Additionally, there is a new technique reported for large bone defect in children. Gouron et al report 14 large bone defect cases, and treat them by Masquelet's induced membrane reconstructive technique. The mean follow-up is 30 months (range: 1–63), and bone union is achieved in 9.5 months (range: 2–25). There are 35% nonunion cases. However, the patients in that group are relatively older (range: 12–17 years), and the duration of the process is much longer. All the patients should receive the second operation for bone graft. Though theoretically Masquelet's technique is suitable for patients at younger ages, this method is easy to get postoperative junctional pseudarthrosis, stabilization failure, and resorptions. The reported studies about this technique are limited, and more studies are still needed to confirm its effectiveness in small patients. On one hand, repeated operations will cause more pain and damage to this little boy; on the other hand, we consider our technique (vascularized sing-cortex fibula graft) as much more simple with less potential morbidities, comparing with Masquelet's technique.
The locking plate fixation is a key point to achieve tibia stability. The locking screws and plate offer stable mechanical support to the bone, and reduce potential damage to surrounding blood supply.[15,16] The rational length of the plate avoids damage to epiphyseal cartilage, which is especially beneficial in our case.
This technique still has some limitations.

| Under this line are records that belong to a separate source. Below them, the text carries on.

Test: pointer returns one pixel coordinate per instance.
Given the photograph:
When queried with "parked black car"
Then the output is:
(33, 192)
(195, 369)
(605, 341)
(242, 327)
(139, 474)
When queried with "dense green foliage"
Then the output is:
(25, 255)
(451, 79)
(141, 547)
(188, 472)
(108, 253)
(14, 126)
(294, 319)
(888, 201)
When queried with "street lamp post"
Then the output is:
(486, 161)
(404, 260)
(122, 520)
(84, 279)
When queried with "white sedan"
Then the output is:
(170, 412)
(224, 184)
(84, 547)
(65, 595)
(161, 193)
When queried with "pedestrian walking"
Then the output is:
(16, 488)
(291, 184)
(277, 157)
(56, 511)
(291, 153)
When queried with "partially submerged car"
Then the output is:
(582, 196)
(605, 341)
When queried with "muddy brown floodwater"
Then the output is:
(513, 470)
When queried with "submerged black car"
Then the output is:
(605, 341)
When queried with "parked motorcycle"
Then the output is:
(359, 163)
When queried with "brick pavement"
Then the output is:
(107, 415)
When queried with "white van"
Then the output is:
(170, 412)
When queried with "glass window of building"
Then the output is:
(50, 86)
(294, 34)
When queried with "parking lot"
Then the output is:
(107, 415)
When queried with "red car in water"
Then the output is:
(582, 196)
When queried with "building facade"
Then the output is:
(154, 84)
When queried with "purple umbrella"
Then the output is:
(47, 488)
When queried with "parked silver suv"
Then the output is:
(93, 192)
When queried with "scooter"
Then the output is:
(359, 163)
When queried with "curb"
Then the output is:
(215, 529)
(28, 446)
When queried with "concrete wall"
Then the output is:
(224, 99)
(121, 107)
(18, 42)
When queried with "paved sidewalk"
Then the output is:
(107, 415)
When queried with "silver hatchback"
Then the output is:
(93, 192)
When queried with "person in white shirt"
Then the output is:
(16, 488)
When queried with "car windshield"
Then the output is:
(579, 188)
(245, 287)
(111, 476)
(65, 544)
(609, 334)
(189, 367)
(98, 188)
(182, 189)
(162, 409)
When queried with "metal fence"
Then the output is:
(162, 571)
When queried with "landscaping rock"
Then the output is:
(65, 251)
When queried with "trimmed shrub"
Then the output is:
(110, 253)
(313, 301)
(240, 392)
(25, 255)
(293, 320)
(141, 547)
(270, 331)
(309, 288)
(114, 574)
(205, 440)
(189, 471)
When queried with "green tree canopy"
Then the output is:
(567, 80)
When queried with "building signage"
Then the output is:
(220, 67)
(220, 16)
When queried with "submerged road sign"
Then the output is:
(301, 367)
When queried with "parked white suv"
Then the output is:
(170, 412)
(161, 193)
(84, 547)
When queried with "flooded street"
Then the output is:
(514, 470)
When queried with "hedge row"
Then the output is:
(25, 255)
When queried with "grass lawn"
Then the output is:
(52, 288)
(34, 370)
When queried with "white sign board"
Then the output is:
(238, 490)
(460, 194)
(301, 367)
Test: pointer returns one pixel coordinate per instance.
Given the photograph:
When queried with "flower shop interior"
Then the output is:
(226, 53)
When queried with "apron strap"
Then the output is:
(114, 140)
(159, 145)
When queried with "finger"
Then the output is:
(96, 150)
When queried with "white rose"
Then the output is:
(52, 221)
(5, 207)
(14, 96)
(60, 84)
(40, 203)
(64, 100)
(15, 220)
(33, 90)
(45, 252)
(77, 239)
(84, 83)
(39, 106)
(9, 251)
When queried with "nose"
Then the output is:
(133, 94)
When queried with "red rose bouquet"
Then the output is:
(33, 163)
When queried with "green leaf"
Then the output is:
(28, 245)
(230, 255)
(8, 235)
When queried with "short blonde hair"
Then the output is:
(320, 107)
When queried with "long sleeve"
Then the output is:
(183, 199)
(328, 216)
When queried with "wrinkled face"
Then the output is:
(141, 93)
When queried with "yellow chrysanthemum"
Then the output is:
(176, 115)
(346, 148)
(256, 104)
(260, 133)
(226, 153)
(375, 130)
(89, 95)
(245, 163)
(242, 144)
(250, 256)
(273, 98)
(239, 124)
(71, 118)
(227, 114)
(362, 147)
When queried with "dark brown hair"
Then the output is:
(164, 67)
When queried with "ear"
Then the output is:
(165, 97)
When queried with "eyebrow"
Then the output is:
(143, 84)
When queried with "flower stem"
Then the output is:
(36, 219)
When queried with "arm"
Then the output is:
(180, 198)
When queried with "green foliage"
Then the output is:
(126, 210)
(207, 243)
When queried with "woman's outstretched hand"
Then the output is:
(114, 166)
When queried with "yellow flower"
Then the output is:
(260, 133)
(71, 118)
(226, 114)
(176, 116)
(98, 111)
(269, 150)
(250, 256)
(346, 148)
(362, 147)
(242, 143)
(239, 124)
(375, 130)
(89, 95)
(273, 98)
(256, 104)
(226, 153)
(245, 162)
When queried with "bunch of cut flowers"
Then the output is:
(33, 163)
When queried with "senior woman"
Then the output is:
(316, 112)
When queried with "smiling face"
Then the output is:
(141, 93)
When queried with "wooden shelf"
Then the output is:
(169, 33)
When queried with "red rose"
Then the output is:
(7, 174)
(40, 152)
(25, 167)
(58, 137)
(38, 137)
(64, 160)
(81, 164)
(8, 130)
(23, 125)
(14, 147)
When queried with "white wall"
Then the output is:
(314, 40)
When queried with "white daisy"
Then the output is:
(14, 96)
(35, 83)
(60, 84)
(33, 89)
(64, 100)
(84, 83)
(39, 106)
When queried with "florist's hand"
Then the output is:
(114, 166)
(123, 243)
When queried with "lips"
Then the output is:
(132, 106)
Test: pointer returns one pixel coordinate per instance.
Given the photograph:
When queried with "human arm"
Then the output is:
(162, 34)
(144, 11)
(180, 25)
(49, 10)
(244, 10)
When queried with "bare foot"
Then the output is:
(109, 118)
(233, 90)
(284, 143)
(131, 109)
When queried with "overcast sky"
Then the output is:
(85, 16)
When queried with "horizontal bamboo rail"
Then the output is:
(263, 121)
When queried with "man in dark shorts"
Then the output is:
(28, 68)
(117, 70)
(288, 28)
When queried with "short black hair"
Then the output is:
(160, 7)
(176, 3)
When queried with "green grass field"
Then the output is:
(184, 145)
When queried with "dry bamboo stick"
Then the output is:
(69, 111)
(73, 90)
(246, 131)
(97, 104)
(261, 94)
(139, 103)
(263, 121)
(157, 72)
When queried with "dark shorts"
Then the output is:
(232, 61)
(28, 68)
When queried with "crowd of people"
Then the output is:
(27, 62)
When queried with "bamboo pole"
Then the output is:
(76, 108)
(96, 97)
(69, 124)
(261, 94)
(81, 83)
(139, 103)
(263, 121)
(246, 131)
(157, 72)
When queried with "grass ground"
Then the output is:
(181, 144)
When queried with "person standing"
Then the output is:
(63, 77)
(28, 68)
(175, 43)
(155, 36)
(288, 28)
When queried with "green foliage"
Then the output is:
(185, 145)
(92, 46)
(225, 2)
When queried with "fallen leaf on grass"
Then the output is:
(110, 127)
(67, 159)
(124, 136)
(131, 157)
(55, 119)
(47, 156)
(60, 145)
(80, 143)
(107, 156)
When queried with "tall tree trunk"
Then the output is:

These local nutrition branches of fibular artery prevent the graft distance of the fibula, leading to fusion between the section side in the fibula and fracture site in the tibia. Whether such fusion will affect the long-term alignment abnormality or joint dysfunction still needs further observation.
Ipsilateral single-cortex fibula graft is effective for the treatment of large tibia bone defect in infant or small aged patients. It exhibited better potential benefits than double-cortex graft in such cases.
The authors thank the following trauma surgeons (Hang Li, Qiang Zhen, Weixu Li, Gang Feng, Xiang Gao, Lijun Xie, Jianwei Wang, Xinlei Hu, and Yanbin Tan) in our department for their participation in the discussion before the surgery.